Writing in the context of preceding comment. Landlords increase prices as much as they're able, they don't decline to increase when they could to maintain some fixed margin. I'm not saying they're generally unable to rise prices in general, but that they have no special additional capacity to raise prices in response to land taxes.
"but that they have no special additional capacity to raise prices in response to land taxes."

How so? If all landlords now have a significant new cost, why would they not raise rent to cover it?

This seems to say they cover 80-90% of tax increases through rent increases. And commercial properties should be more competitive.

https://mitcre.mit.edu/news/blog/can-landlords-really-pass-h...

Because of competition. They can't all conspire together to price fix (or if they do they could be arrested).
Writing in context of preceding comment, which seemed to be predicated on them having a special capacity to raise prices in response to land taxes.

I did wonder briefly if a land tax might decrease competition => higher prices, but then I recalled that the supply of land is fixed.

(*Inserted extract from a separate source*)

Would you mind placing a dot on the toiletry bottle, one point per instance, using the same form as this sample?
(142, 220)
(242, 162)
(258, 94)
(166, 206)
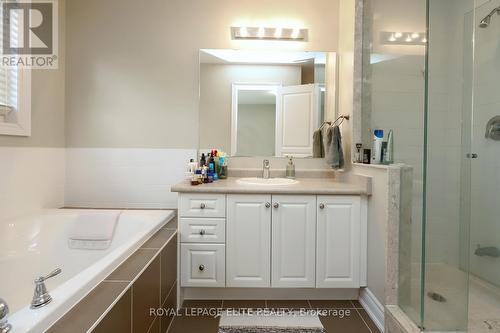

If it's s limited resource which people require (shelters), the price (rent) will be quite elastic. There will still be competition if the taxes go up. Competition is what prevents the price from rising unnecessary. The floor for all the competitors went up because taxes went up and they all want to stay profitable. They aren't going to take loss, so they raise rent to cover it. Buying won't look very attractive either because the tax increase raises those costs, and if it's as significant as they other poster wanted (to affect rich people) then it will likely exceed the $10k SALT deduction limit.

This SALT deduction is part of how they penalize landlords already, which is just passed on in the rent payments. This is part of the reason renting is more expensive than buying (comparing just monthly payments), in addition to management fees, profit, and repair/renovation reserves.